Henry Deimel, a newlywed at 86, says the end stages of life are the best. Dapper in suit and checkered vest, he talks fondly of the Commerce and State Department posts that took him to New Delhi and Paris. But he does not long for the past. He and his wife Vivian have an active life at a retirement community at Thomas Circle -- though he has begun to worry that too many frail people are moving in.

Miriam Parker, 79, wears a white uniform as she works full time behind the pharmaceutical counter at the Kensington Pharmacy, which she and her late husband bought in 1949. Her son Richard, 57, teases about her inability to remember some obscure detail of his high school years -- "What, is your memory slipping?" -- but she dismisses him with a chuckle and a wave of the hand.

Esther Power, who preferred adventure to marriage, has had health problems but is still an independent soul. The 87-year-old Power is using her retirement years to dictate her memoirs, from her time at Oxford through her foreign language work for the government during World War II. She lives alone in a Georgetown efficiency.

Just a generation or two ago, Parker, Power and the Deimels would have been seen as exceptional -- middle-class people who had managed to stay active, alert and financially independent well past the traditional old-age marker of 65. But now this is the norm in the United States.
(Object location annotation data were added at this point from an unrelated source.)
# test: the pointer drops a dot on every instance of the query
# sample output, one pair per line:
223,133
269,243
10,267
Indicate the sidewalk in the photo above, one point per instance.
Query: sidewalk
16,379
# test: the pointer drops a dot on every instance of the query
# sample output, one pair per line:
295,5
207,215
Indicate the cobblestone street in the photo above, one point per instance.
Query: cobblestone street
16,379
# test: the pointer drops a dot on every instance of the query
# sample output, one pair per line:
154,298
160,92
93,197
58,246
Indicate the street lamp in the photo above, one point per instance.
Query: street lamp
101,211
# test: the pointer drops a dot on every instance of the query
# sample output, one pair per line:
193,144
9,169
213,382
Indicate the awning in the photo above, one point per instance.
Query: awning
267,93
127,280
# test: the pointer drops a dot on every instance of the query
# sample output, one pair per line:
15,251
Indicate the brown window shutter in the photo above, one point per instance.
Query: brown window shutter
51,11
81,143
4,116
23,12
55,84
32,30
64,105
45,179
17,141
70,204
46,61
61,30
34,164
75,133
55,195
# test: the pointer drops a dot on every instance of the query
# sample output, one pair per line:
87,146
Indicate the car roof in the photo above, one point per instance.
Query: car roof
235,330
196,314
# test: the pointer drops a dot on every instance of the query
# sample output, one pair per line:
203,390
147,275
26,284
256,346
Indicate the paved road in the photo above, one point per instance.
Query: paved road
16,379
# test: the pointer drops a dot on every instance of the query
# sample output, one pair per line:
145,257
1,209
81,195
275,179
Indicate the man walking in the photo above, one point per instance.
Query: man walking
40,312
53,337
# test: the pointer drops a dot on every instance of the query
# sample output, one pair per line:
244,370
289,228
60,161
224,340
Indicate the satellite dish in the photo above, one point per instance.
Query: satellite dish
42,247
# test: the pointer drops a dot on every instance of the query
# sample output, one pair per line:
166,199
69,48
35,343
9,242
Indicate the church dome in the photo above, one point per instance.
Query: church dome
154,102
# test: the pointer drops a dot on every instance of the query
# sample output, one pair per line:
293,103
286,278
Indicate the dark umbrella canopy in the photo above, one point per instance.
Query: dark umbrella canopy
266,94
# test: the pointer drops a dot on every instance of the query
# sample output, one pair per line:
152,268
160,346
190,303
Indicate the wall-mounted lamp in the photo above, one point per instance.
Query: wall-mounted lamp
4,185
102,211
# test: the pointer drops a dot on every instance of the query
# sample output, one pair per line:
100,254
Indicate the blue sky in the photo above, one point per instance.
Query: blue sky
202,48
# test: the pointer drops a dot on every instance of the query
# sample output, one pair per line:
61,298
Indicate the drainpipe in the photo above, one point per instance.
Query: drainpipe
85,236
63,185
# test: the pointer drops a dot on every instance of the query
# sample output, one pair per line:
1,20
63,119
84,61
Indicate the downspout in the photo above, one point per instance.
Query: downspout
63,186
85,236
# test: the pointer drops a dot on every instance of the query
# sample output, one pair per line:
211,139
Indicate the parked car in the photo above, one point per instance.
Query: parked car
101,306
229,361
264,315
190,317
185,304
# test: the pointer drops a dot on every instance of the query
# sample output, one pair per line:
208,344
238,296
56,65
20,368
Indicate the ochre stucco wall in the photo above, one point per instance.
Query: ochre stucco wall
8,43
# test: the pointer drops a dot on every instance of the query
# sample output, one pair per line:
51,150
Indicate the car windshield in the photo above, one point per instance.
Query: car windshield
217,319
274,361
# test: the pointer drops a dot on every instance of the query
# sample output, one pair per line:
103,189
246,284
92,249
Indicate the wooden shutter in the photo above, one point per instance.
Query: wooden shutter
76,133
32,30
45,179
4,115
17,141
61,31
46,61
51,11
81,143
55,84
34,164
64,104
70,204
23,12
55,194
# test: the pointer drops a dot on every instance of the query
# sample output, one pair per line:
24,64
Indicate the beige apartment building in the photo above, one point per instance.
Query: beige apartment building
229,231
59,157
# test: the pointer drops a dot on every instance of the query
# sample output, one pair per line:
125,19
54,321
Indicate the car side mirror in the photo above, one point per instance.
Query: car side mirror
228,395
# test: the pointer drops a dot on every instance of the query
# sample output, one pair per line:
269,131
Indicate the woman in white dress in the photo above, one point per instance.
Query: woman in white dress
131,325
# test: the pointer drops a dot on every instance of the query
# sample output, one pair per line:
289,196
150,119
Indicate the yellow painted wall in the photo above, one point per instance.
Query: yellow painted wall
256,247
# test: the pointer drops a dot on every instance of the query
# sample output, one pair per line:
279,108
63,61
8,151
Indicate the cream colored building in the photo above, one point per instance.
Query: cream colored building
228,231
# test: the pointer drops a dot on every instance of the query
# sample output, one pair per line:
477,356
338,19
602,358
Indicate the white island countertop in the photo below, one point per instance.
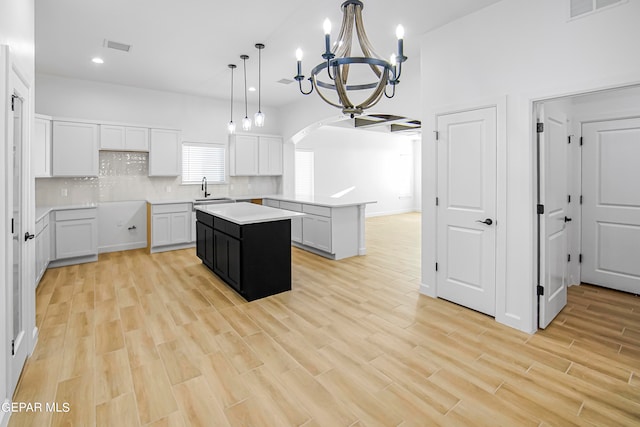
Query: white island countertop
247,213
328,201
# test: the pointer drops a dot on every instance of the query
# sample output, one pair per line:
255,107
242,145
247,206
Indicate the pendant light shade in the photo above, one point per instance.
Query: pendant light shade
231,126
258,118
246,122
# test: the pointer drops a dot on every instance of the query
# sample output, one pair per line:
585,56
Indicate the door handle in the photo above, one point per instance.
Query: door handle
487,221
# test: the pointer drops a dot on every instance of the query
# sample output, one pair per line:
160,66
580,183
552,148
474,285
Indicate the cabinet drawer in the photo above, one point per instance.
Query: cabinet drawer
270,202
204,218
227,227
72,214
170,208
297,207
317,210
The current generation of elderly Americans is generally healthy, aided by significant gains in medical science and by government health care programs. Even most of the "oldest old" -- those 85 and above -- have no physical disabilities that limit their activities. Social Security and improved pensions are providing better retirement incomes than at any time in the past, and more than half of all Americans over the age of 65 own their homes outright.

And most older people are happy, according to a recent Washington Post poll of Washington area residents, with a plurality saying they are happier than when they were younger.
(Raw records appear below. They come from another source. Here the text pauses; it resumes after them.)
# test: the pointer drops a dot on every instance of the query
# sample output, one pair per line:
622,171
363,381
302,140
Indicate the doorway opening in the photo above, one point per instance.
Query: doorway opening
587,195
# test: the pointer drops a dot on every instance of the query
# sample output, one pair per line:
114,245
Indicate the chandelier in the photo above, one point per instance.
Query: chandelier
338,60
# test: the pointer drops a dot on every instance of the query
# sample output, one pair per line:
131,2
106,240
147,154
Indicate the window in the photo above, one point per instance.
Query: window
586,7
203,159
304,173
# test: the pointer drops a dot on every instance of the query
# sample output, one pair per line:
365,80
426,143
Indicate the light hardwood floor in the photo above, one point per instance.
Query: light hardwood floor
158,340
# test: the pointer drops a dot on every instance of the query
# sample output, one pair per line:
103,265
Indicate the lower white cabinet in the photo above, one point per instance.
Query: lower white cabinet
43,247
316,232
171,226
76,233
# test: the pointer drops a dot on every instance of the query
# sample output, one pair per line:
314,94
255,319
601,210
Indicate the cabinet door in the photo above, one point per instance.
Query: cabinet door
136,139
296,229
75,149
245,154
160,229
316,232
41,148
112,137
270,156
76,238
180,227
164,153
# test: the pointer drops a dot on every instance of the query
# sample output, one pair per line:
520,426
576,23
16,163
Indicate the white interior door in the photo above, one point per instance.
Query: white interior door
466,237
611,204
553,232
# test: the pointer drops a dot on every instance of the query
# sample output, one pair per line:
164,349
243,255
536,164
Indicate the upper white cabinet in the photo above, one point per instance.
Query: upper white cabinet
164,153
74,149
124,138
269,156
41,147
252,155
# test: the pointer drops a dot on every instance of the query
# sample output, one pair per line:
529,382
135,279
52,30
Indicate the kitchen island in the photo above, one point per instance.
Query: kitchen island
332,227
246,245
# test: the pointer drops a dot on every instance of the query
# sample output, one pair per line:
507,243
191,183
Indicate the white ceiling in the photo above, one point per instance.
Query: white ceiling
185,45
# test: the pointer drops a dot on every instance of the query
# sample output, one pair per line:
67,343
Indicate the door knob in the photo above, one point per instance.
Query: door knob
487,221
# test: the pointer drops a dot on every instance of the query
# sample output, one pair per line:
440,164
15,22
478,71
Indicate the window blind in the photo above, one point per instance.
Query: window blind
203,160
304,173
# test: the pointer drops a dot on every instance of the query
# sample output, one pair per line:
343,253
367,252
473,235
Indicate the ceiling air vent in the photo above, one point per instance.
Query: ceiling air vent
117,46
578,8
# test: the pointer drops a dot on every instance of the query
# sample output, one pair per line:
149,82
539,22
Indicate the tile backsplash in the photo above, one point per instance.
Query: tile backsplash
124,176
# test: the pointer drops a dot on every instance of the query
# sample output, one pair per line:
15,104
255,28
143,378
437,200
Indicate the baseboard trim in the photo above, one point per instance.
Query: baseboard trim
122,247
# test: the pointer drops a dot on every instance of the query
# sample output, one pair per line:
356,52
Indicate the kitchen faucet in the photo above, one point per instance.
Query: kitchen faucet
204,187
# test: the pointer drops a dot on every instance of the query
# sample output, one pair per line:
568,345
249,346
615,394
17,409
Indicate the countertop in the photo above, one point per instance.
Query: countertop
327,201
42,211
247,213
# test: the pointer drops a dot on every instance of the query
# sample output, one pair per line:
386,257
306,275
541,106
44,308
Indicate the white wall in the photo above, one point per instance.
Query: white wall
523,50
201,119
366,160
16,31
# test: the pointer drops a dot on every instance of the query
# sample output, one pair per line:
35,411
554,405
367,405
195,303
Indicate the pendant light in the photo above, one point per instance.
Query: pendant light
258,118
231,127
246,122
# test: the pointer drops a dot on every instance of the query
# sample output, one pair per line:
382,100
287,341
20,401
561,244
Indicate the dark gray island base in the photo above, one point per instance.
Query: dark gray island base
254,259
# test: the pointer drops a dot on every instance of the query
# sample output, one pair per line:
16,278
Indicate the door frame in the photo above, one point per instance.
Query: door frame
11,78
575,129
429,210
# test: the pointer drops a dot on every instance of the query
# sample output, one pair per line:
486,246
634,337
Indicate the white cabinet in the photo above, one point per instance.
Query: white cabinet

In some ways -- because of increased longevity -- problems such as frailty, poverty and loneliness have largely been pushed into the realm of the oldest old. Those over 65 now constitute about 12 percent of the population, and the numbers are expected to grow rapidly, but the fastest growing segment consists of those over 85 -- now just 1 percent of the population, but a group whose numbers are expected to triple over the next 35 years.

The irony for today's generation of elders was summed up by the staff director of the House Aging Committee, Fernando Torres-Gil:

"The aging of people in our society is a real success story. The good news is they are better educated, better off financially, having a good time. The bad news is they are living longer."

Of those over the age of 65 surveyed by The Post, 85 percent rated their health as good or excellent, and 86 percent said their financial plans have "worked out well," compared with 10 percent who said they have not. Chronic illness or incapacitation are the factors that most often exhaust savings and pension benefits, sometimes making paupers even of the well-to-do.

Good health and financial security mean independence for the elderly, which is clearly important to them: A large majority of those polled do not live with their children and of those an overwhelming 95 percent do not want to. The Retired Diplomat

Henry Deimel is in many ways typical of those who have retired from government careers here.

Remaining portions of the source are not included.